Well, that was something not yet started off: useful employment, a deuxième métier for a poet. From Valentine to Pentecost he had been allowed, though not in the lavatory, to work at The Pet Beast peaceably. But after the honeymoon things would have to be different.

And you whose fear of maps

Set buzzing the long processes of power,

Resign your limbs at length to elements

Friendly or neutral at least,

Mirrors of the enemy. . .

His own bit of money had not, even before they'd started on capital purchases, been going very far ("Call in at the Lion, will you, and buy a couple of bottles of gin. Pay Mrs Opisso; I'm clean out of cash."). And the greedy maws of Fortnum and Mason and the Army and Navy Stores.

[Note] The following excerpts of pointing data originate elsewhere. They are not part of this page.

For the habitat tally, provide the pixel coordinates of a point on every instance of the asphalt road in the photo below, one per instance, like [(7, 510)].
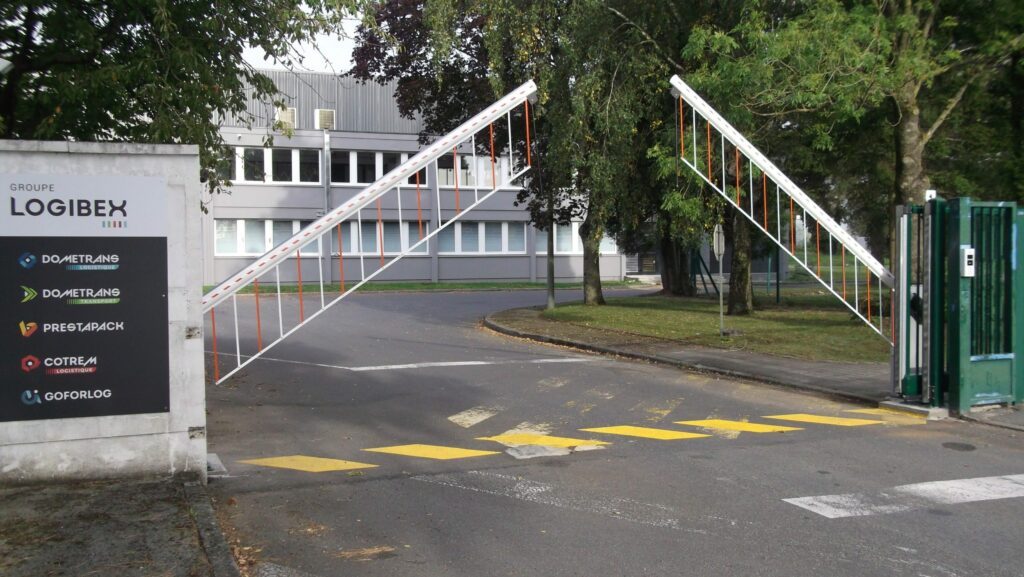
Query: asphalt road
[(381, 371)]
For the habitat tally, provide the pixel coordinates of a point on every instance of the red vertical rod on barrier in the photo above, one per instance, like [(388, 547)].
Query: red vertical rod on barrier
[(737, 179), (341, 259), (682, 130), (868, 294), (793, 229), (710, 177), (494, 177), (216, 359), (298, 266), (419, 206), (259, 327), (455, 163), (817, 241), (764, 191), (529, 162), (380, 231), (844, 272)]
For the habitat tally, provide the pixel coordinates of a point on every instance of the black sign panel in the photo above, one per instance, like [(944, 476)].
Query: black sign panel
[(83, 327)]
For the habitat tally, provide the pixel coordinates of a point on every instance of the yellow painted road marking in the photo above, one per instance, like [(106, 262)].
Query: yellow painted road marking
[(431, 451), (646, 433), (892, 416), (739, 426), (543, 440), (821, 419), (308, 464)]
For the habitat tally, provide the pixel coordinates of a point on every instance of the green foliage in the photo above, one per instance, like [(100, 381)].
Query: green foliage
[(145, 72)]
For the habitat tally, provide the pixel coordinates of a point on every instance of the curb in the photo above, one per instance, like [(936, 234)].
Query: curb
[(498, 327), (210, 536)]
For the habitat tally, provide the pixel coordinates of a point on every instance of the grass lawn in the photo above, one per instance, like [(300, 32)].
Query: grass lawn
[(268, 287), (808, 324)]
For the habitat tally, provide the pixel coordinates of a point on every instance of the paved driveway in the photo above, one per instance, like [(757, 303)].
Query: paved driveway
[(395, 437)]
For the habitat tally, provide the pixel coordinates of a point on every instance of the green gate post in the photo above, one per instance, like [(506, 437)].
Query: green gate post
[(1018, 295), (982, 330), (937, 377)]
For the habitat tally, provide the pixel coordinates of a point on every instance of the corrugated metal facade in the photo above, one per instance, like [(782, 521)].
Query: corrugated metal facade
[(359, 108)]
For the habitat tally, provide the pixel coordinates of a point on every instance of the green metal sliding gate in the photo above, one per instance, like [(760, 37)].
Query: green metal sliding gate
[(958, 299)]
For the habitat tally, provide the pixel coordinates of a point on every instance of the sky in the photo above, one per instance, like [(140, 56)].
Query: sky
[(337, 53)]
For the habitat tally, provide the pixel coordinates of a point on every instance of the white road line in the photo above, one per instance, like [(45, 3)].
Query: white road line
[(561, 497), (433, 364), (915, 496), (476, 415)]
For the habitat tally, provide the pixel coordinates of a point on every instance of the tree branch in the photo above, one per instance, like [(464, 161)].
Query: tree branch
[(946, 111), (657, 47)]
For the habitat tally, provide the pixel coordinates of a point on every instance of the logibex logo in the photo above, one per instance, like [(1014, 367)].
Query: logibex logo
[(60, 365), (27, 260), (76, 295), (28, 329), (28, 293)]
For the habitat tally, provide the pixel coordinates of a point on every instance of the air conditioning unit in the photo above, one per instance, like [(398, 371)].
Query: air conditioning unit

And a new wardrobe for himself, London not really favouring the casual valetudinarian garb of the seaside. Enderby's capital was going now. She, a thriftless Scot, did not believe in money, only in things. Hence the seven-thousand-pound house in Sussex in her name, this being his marriage settlement, also furniture, also a bright new Velox for Vesta to drive, Enderby when most sober managing a car like the drunkest drunk. And a mink coat, a wedding present.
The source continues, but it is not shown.